One of the most memorable photos of the unrest was taken not by a photographer, but by one of your reporters — with his iPhone. That says a lot about the changing world of journalism, don’t you think?

That’s a funny story, and yeah, I guess it is sort of a statement on journalism today. Adam is a writer and editor first. But one of the reasons we hired him was his versatility. He’s actually a former television reporter, and his father worked in TV for decades. It shows in Adam’s writing—he loads paragraphs with great visuals and observations. He took the “Not In Service” picture and posted it to his Twitter feed that Tuesday night, just like anyone in the crowd. It quickly went around the world, all on Twitter, before we’d even posted it on our website. Within hours, the Observer posted it to its site. The next morning, The New York Times ran it with its morning newsletter. Also the next morning, several national media outlets asked Adam if he could cover the next few days of the protests — as a photographer.
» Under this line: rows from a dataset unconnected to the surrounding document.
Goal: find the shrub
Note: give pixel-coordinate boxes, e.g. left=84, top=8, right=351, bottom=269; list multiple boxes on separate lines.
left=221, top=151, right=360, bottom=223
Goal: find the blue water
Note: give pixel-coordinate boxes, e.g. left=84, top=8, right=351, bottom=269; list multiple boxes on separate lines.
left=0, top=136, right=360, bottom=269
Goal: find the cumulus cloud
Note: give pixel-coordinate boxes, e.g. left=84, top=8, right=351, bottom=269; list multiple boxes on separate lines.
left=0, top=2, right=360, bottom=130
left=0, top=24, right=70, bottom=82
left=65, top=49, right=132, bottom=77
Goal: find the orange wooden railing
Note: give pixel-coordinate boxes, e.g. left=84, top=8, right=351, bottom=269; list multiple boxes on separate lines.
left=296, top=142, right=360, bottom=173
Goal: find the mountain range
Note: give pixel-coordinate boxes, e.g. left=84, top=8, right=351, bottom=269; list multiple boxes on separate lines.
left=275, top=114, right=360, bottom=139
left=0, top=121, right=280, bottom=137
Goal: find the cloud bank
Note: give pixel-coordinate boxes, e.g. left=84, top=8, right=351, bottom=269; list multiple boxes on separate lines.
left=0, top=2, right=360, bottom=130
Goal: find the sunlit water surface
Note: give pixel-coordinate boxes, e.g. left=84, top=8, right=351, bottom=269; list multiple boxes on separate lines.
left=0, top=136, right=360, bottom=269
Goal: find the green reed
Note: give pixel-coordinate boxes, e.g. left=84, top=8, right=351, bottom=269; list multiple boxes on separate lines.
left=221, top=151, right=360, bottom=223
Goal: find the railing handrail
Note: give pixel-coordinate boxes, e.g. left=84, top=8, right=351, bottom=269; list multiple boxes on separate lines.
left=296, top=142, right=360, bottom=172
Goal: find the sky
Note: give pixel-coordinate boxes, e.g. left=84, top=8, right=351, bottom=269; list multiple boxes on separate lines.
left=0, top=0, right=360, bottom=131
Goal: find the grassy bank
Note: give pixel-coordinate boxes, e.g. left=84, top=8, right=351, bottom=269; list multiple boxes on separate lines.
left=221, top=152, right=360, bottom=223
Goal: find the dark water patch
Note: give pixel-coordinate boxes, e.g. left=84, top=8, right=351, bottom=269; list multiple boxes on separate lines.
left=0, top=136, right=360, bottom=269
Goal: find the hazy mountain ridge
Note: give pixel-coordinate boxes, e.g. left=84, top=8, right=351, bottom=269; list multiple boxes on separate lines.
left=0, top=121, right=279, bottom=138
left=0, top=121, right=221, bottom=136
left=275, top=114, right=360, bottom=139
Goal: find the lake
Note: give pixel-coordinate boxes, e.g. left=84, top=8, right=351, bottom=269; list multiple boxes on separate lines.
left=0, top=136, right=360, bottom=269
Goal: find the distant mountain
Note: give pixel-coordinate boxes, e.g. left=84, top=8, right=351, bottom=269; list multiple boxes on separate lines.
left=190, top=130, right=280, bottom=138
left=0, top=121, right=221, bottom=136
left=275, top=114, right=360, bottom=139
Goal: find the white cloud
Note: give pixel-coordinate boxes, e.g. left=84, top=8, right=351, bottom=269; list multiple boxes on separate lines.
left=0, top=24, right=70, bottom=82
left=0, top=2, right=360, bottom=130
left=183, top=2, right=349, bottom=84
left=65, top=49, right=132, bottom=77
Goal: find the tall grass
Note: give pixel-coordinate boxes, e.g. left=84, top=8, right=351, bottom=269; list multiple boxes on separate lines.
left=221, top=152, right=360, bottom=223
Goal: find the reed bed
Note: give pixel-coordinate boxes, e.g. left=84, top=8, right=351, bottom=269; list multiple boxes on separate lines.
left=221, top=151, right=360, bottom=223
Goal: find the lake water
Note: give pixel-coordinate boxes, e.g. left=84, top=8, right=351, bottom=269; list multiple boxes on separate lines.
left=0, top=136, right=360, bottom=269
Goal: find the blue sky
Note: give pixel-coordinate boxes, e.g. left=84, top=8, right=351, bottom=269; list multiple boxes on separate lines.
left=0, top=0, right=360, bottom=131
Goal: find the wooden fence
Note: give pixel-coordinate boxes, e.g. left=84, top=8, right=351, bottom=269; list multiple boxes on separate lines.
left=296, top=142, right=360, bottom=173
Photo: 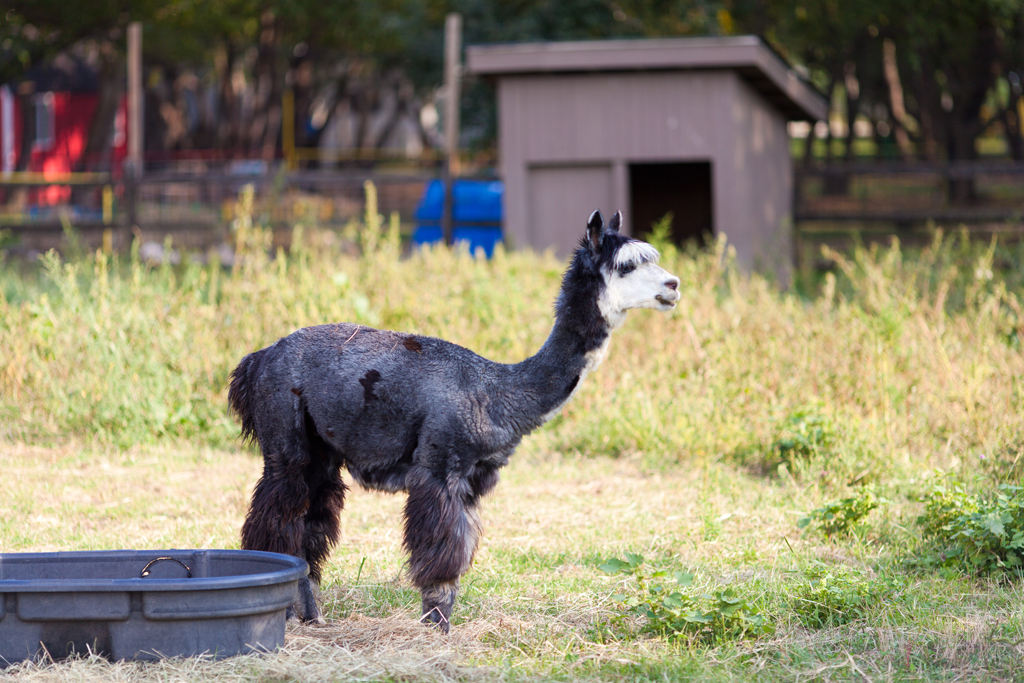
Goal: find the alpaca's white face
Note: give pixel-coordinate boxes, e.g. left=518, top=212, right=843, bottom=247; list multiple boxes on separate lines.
left=598, top=241, right=680, bottom=327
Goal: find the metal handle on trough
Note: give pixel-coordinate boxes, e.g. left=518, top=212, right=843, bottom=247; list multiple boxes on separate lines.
left=138, top=557, right=191, bottom=579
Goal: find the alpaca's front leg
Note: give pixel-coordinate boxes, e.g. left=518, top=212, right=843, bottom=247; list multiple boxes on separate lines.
left=404, top=468, right=480, bottom=633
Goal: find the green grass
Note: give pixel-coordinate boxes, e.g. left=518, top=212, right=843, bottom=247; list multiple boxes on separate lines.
left=0, top=196, right=1024, bottom=681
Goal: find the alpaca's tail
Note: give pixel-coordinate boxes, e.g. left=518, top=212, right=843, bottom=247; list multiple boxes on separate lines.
left=227, top=350, right=263, bottom=441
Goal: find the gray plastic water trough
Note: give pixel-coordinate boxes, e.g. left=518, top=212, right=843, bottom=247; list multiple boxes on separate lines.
left=0, top=550, right=308, bottom=668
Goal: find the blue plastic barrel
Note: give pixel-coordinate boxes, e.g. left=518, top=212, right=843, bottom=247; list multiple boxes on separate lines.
left=413, top=179, right=505, bottom=258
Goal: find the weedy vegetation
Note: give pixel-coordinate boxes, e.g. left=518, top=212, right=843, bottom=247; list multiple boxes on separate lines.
left=0, top=188, right=1024, bottom=681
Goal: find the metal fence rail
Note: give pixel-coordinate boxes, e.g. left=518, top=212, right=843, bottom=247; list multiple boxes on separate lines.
left=794, top=161, right=1024, bottom=229
left=0, top=164, right=436, bottom=251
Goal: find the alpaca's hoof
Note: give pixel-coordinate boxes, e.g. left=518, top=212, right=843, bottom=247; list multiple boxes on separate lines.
left=420, top=607, right=452, bottom=636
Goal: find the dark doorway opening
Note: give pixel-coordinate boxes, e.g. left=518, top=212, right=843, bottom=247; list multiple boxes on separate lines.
left=630, top=162, right=715, bottom=247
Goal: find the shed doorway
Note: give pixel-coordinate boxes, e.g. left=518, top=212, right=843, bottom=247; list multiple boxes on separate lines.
left=630, top=162, right=715, bottom=247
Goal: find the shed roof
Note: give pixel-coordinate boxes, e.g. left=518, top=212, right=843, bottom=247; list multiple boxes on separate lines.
left=466, top=36, right=828, bottom=121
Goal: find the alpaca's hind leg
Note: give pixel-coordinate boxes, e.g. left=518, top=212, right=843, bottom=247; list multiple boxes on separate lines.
left=299, top=466, right=346, bottom=624
left=242, top=451, right=315, bottom=618
left=404, top=468, right=480, bottom=633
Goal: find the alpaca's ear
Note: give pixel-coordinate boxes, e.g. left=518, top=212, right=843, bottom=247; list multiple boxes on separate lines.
left=587, top=209, right=604, bottom=252
left=608, top=211, right=623, bottom=232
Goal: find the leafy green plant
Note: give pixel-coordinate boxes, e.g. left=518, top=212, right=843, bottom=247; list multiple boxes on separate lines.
left=918, top=484, right=1024, bottom=577
left=797, top=490, right=885, bottom=539
left=598, top=553, right=774, bottom=643
left=790, top=564, right=896, bottom=629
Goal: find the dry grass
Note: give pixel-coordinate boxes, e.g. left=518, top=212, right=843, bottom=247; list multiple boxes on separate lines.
left=0, top=439, right=1024, bottom=683
left=0, top=206, right=1024, bottom=681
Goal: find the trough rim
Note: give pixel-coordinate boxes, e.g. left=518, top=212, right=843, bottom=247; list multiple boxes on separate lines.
left=0, top=548, right=309, bottom=593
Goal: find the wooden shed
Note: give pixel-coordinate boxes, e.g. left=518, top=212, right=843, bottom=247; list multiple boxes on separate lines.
left=466, top=36, right=827, bottom=274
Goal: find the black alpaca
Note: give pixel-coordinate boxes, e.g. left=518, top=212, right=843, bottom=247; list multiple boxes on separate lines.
left=228, top=211, right=679, bottom=633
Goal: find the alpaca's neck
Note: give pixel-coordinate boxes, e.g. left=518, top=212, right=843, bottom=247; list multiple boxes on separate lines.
left=499, top=270, right=620, bottom=433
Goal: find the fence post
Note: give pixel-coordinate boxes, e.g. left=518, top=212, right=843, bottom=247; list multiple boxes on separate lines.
left=441, top=12, right=462, bottom=246
left=124, top=22, right=143, bottom=246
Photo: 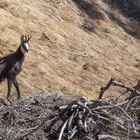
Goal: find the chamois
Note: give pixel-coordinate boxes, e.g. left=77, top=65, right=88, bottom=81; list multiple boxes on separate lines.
left=0, top=35, right=31, bottom=99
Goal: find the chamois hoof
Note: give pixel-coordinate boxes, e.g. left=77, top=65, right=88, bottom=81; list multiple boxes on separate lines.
left=17, top=96, right=21, bottom=100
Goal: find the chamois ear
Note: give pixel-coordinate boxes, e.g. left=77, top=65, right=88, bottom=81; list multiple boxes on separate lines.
left=20, top=35, right=25, bottom=42
left=27, top=36, right=32, bottom=42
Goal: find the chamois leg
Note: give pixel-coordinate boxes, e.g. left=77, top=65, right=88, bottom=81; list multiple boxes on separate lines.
left=7, top=79, right=12, bottom=99
left=12, top=77, right=20, bottom=99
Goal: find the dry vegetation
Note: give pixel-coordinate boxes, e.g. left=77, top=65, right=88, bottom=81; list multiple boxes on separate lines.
left=0, top=0, right=140, bottom=98
left=0, top=79, right=140, bottom=140
left=0, top=0, right=140, bottom=140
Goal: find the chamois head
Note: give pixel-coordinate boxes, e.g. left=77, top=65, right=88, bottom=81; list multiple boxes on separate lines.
left=20, top=35, right=31, bottom=54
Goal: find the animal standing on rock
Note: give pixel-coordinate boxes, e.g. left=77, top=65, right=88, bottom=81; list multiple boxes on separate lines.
left=0, top=35, right=31, bottom=99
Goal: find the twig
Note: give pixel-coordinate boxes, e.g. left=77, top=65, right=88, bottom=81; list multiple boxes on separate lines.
left=98, top=78, right=114, bottom=99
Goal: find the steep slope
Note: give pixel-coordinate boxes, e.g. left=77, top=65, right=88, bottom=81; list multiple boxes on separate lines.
left=0, top=0, right=140, bottom=97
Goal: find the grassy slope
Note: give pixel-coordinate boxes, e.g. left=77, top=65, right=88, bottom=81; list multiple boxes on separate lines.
left=0, top=0, right=140, bottom=97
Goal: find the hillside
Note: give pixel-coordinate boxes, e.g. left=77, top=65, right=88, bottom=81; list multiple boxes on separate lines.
left=0, top=0, right=140, bottom=98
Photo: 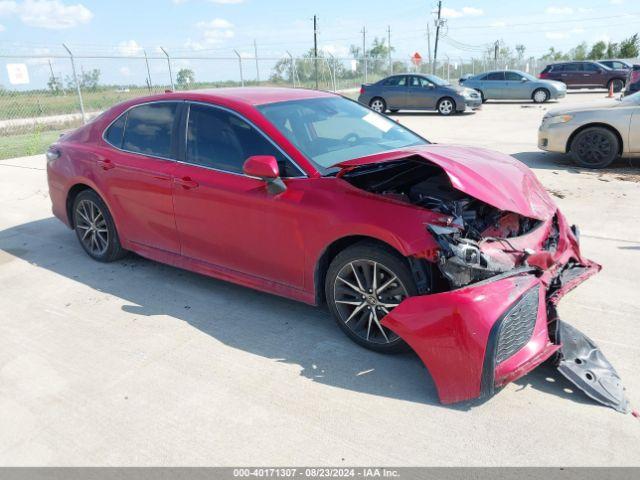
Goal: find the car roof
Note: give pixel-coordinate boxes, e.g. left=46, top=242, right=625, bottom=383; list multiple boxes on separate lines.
left=115, top=87, right=338, bottom=110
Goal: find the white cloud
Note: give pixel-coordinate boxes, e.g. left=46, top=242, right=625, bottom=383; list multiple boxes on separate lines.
left=320, top=44, right=349, bottom=58
left=545, top=7, right=573, bottom=15
left=118, top=40, right=142, bottom=56
left=544, top=32, right=569, bottom=40
left=441, top=7, right=484, bottom=18
left=184, top=18, right=235, bottom=50
left=11, top=0, right=93, bottom=29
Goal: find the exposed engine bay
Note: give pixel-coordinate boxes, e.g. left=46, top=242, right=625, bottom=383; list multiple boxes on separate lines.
left=342, top=158, right=554, bottom=288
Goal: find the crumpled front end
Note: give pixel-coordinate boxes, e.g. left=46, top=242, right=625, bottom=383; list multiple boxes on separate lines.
left=383, top=211, right=628, bottom=412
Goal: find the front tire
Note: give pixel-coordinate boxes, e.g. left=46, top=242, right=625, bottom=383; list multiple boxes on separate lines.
left=436, top=97, right=456, bottom=117
left=325, top=242, right=417, bottom=353
left=73, top=190, right=127, bottom=262
left=571, top=127, right=620, bottom=168
left=531, top=88, right=550, bottom=103
left=369, top=97, right=387, bottom=113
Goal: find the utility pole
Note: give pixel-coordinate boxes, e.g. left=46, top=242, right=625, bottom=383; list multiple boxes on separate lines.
left=253, top=38, right=260, bottom=86
left=433, top=1, right=442, bottom=75
left=313, top=15, right=318, bottom=90
left=427, top=22, right=431, bottom=63
left=362, top=27, right=369, bottom=83
left=387, top=25, right=393, bottom=75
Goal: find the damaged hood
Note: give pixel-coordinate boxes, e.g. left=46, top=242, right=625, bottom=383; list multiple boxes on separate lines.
left=335, top=144, right=556, bottom=220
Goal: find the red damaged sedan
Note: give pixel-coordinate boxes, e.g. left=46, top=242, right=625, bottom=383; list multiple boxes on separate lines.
left=47, top=88, right=628, bottom=411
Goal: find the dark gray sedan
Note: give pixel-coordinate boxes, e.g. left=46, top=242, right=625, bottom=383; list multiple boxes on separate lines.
left=460, top=70, right=567, bottom=103
left=358, top=73, right=482, bottom=115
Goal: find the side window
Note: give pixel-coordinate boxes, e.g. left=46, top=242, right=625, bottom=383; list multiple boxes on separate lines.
left=382, top=75, right=407, bottom=87
left=122, top=102, right=178, bottom=158
left=186, top=104, right=301, bottom=177
left=104, top=112, right=128, bottom=148
left=410, top=75, right=430, bottom=88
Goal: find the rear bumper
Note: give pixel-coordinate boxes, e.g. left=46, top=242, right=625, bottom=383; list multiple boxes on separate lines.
left=382, top=213, right=600, bottom=404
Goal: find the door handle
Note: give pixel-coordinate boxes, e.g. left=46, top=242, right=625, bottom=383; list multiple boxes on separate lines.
left=98, top=158, right=116, bottom=170
left=173, top=177, right=200, bottom=190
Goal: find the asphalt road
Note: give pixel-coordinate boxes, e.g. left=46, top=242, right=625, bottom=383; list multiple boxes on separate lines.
left=0, top=93, right=640, bottom=466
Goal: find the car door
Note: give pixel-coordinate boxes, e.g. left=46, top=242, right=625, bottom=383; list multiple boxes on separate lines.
left=581, top=63, right=607, bottom=87
left=503, top=72, right=532, bottom=100
left=483, top=72, right=505, bottom=100
left=552, top=63, right=579, bottom=86
left=406, top=75, right=438, bottom=110
left=96, top=101, right=182, bottom=253
left=381, top=75, right=407, bottom=110
left=173, top=103, right=306, bottom=288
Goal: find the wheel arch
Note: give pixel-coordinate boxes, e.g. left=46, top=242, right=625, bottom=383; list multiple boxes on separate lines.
left=313, top=235, right=407, bottom=305
left=565, top=122, right=624, bottom=155
left=65, top=183, right=94, bottom=228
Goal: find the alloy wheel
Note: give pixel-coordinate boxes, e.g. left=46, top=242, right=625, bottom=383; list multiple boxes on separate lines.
left=75, top=200, right=109, bottom=256
left=577, top=132, right=613, bottom=165
left=333, top=259, right=409, bottom=344
left=438, top=99, right=453, bottom=115
left=370, top=99, right=384, bottom=113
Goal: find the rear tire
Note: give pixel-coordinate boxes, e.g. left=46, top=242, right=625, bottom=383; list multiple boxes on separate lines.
left=325, top=241, right=417, bottom=353
left=436, top=97, right=456, bottom=117
left=531, top=88, right=551, bottom=103
left=72, top=190, right=127, bottom=262
left=369, top=97, right=387, bottom=113
left=570, top=127, right=620, bottom=168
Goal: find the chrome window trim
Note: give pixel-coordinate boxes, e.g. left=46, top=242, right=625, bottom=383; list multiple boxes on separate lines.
left=102, top=100, right=184, bottom=162
left=184, top=100, right=309, bottom=179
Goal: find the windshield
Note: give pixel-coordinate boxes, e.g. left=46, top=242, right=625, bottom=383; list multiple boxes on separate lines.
left=258, top=97, right=429, bottom=174
left=423, top=75, right=451, bottom=87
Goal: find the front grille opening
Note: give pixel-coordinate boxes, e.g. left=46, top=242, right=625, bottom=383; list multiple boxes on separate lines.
left=496, top=286, right=540, bottom=364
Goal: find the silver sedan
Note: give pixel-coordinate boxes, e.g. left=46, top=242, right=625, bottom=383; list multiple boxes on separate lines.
left=538, top=92, right=640, bottom=168
left=460, top=70, right=567, bottom=103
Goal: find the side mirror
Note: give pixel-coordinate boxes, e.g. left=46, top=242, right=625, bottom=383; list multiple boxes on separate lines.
left=242, top=155, right=287, bottom=195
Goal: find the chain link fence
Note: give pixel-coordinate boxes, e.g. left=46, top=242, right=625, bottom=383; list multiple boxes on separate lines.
left=0, top=47, right=624, bottom=158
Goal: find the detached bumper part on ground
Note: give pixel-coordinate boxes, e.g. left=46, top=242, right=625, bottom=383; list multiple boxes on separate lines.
left=383, top=213, right=629, bottom=412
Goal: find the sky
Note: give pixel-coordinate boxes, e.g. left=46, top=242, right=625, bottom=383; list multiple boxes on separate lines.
left=0, top=0, right=640, bottom=88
I guess if there’s a lesson now, it’s that journalists find a way to tell stories, whether with their phones or pens or laptops.

I like how even in the tensest, crazy-breaking-news moments, you stepped back and wrote narratives. Talk about your decision to frame some of your stories that way.

Narrative is what we do. I think everybody who reads our work knows that, and certainly our writers know that. I get frustrated when I see people use the words “stories” and “storytelling” without really knowing what they mean. Stories need to have a beginning, a middle, and an end. Everything else is an article, or a piece, or something else. It’s a fruitless and probably silly fight, but we try to protect the word “story,” as something that takes people to a place and time and pulls them forward with sensory details and narrative tools.

I hadn’t thought about this question before you asked it. But I guess those stories were narratives because narrative is our default. Some of the other things we did — we ran an editorial on Monday that criticized the city’s leadership, something the magazine has rarely, if ever, done — were out of character for us. That was hard, and we had a lot of discussion and even a few arguments over that. Narrative is natural, though.

I also like the decision to include an unexpected point of view. The novelist David Joy, who grew up poor in Charlotte and owns six guns, talks about white privilege. It was your most-read story of that week. Who had the idea for that one?

A big part of our job as editors here is simply to maintain relationships and create an environment and space for good writers. I met David at a local bookstore in 2015 when he came through town promoting his first novel. He was interesting to me, a guy who came to his book event in jeans and a T-shirt and a ball cap with a fishing hook on it, a proud gun owner and resident of the North Carolina mountains. You look at a guy like that and you make assumptions. But when we talked that night, he told me he’d gone to high school in some of Charlotte’s most diverse schools. And, get this, he was a vegetarian. He didn’t fit the stereotype, and we love people like that. That night, I told him that if he ever wanted to write an essay about his hometown, whatever it was, he had all the blank pages we could give him.

He wrote one essay in October 2015, a homespun piece about how Charlotte had changed since he’d moved away. And then, the week of the protests here, he sent me a message to say he was thinking about writing something and wondered if I could look it over for him. I knew that anything he wrote on a complicated subject like police shootings would be great. I didn’t know what he meant by “look it over.” So I read it and started giving him ideas for big publications in Washington or New York that might buy it. I said, “I mean, if it doesn’t work out there, we’ll definitely take it and run it. But we can’t pay what they pay, so look here and here and here.”

And he basically responded, “I think it’ll be more meaningful if it ran in Charlotte. I don’t give a damn about money.”

David did all the work on that essay. It’s good and popular because of him and his ability to see the world in ways that most people can’t. He’s a gifted writer. The only thing we did was try to create a place where people like David want to write. Honestly, that’s not even work. It’s not hard to create an environment around things you love.